Для меня рисунки Милашевского казались слишком «злыми», но Юркун их очень хвалил и любил «объяснять» Милашевскому значение его в искусстве. Он это очень любил, а Милашевский любил, когда про него говорят. Я не думаю шутить или посмеиваться — Милашевский был совершенно «монолитен», другого такого не было!
Если бы мне пришлось выбирать темы для иллюстраций Владимира Алексеевича, мне думается, более всего подходил ему Салтыков-Щедрин. Может быть, «Дон Кихот» Сервантеса?
Правда, я не все у него знаю! Долгая жизнь у нас обоих, а видеться приходилось редко, и видеть «все его творчество» (такое обширное!) мне не пришлось.
В переписке мы иногда грызлись — я восставала за «правду», как я ее понимала, — у него в «Dichtung und Wahrheit»{44} превозмогало первое. Я рада и благодарна ему, что он меня не предал осуждению, остался мне добрым другом!
Вторая жена Милашевского его обожала, и он от ее любви совсем расцвел. В подарок принеся ему приданое: дачу в Кускове — весной 1937 г. она была вся в цветущих яблонях, а в траве, в саду цвели нарциссы, маргаритки… В даче были красивые вещи — фарфоровые вазы, старинная посуда… Мы были с Юрой, а потом, как будто, я одна.
А вот при «второй жене», летом, я была одна, и Милашевский повел меня и жену смотреть Кусково (имение Шереметева).
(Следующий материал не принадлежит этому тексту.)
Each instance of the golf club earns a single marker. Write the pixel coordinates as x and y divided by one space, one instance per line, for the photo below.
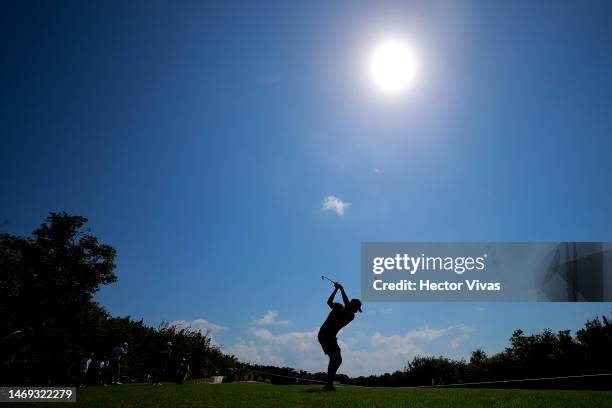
323 277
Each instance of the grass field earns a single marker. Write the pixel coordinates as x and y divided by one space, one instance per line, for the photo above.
266 395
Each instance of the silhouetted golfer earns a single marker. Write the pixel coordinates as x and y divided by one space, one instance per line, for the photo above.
340 316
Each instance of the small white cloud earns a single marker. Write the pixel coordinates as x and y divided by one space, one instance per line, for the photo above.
333 203
466 332
271 318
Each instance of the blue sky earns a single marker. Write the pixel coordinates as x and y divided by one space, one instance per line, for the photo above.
201 140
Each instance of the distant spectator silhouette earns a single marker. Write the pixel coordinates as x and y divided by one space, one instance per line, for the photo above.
114 368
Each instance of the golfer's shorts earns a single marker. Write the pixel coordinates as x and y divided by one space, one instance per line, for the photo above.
329 344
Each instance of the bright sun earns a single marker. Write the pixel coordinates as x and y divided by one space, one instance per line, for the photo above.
393 67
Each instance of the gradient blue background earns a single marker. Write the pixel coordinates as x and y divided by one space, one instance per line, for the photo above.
201 139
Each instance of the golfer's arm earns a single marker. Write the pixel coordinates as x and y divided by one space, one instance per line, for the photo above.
344 297
330 301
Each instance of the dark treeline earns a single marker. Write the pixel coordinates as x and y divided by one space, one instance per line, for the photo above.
546 354
50 320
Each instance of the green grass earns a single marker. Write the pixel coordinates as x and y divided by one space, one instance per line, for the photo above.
266 395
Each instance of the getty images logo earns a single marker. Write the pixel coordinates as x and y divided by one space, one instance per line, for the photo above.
414 264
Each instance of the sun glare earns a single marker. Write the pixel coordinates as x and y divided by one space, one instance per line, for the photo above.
393 67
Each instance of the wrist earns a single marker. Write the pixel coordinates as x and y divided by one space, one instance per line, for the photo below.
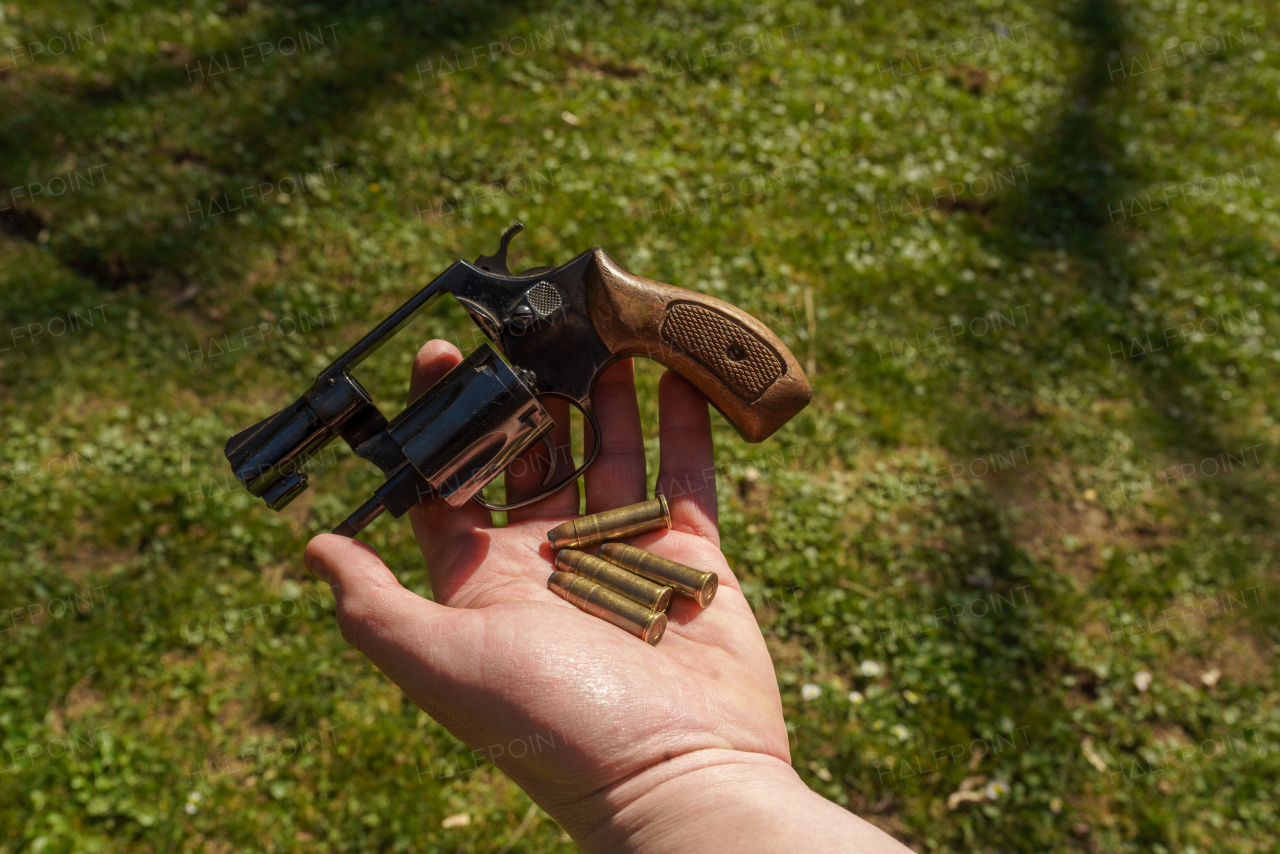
725 800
Он предложил покататься на озере. Сказал: «Я выбираю лодку как старый волжанин». Курьез! Мы только сели, дно у лодки провалилось, мы бухнули в воду; лодочник спасал — у меня уплыла по воде новая сумка — еле поймали. Конечно, смеялись! Ко мне должен был приехать гость из Ленинграда — Родовский — приятель Валентины Ходасевич. Я была полумокрая… Но, в общем, сошло. «Графиня» была симпатичной дамой, но странно: не любила сына Милашевского от «первой» жены — Данечку, прелестного мальчика, белокурого и тихого. В эту войну он был убит. У меня сохранился его детский рисунок.
Юркун
С ним я познакомилась в 1920 г. Стали «разговаривать» в конце года. Когда пришла в гости, мне стали показывать «вырезки», старых итальянцев (Синьорелли, Содома, Беноццо Гоццоли, Коста)… А также художника, который мне сперва показался комичным! А потом стал из самых любимых: Гис. Юрий Иванович много писал (прозу), но еще не рисовал. Но к живописи питал большое пристрастие и вырезывал из журналов кучу вырезок. Причем у него не было системы — а какое-то смешение — классики, новые художники, фотографии (быт и виды старой России), юмористические рисунки и даже «нарез»: то кусок тела — рука, то какие-то вещи. Он обожал «Самофракийскую Победу», египетские статуи, критские фрески, некоторые работы Родена, некоторые иконы, рисунки писателей… Особенно Пушкина. Я думаю, это «носилось» в воздухе; вряд ли он говорил об этом с Кузьминым.